Nel dicembre 1908, insieme alla sorella Vanessa, beveva il tè con Lady Ottoline Morrell, donna carismatica e brillante nonché amante dei circoli intellettuali, che entrò a far parte del Bloomsbury Group. Le tendenze bisessuali dell'aristocratica la portarono a essere particolarmente affascinata da Virginia, tanto che, nelle sue memorie, la descrisse come una strana, amabile, fuggevole creatura sovrannaturale.

Per il personaggio di Mrs Dalloway l'autrice, come dichiara in Moments of Being, fu ispirata da una stretta amica di Stella Duckworth, sorellastra di Virginia, una certa Miss Kitty Maxse, la quale fu spesso invitata per un tè “ispiratore” nella dimora londinese in 22 Hyde Park Gate.

Sempre con una tazza in mano, ci racconta Leonard nel suo Downhill all the way: an autobiography of the years 1919–1939, nel 1935 la signora Woolf incontrò Charlotte Wolff, psicologa e sessuologa tedesca, per discutere in merito alla sua malattia nervosa, ma non volle mai entrare in terapia.

I tè insieme a personaggi celebri sono innumerevoli, come anche quelli con i membri della famiglia, spesso documentati nei suoi diari e nelle sue memorie. Angelica Garnett, figlia della sorella di Virginia, scomparsa l'anno scorso, ricordava con una toccante commozione i tè a casa della zia: «versava il tè, non con la stessa mano ferma e attenta come mia madre Vanessa, ma facendo ondeggiare avanti e indietro la teiera mentre parlava, per sottolineare quello che stava dicendo. Ancor prima di finire la sua tazza si accendeva una sigaretta in un lungo bocchino e subito la sua conversazione si accalorava, facendola scomparire dietro gli sbuffi del fumo. […] E raccontava tutto quel che le veniva in mente, incoraggiata dai nostri commenti e dalle nostre risate. Fino a spiccare il volo verso vette fantastiche» (2).

Anche nei suoi quadri e nelle sue illustrazioni rappresentò questi momenti, con nature morte composte da tazze da tè e sandwich al cetriolo, come in Still Life with Poppies (Natura morta con papaveri), o in The Supper Table (il tavolo dello spuntino serale).

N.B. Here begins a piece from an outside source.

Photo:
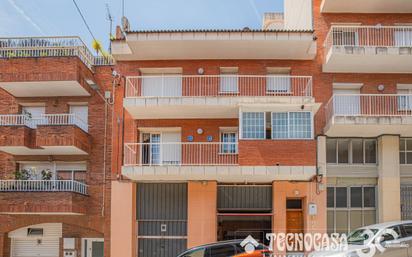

Mentre disegno nella mia mente le opere di Angelica, mi chiedo per quale ragione non possediamo ritratti di Virginia con una tazza da tè in mano: dopotutto un libro e una penna sono sicuramente due suoi tratti caratterizzanti che compaiono copiosamente in fotografie e dipinti, ma sinceramente la immagino meglio mentre batte nevroticamente un cucchiaino sul tavolino da tè, agitata per una frase che non le gusta, o anche mentre giocherella con lo stesso lungo cucchiaino in bocca, piuttosto che una sigaretta. Purtroppo devo affidarmi solo alla fantasia.

E così riflettendo, finisco il mio tè e mi getto coraggiosamente nel gelido vento londinese, scaldata dalla mia immaginazione e da un tè bevuto virtualmente con Virginia Woolf.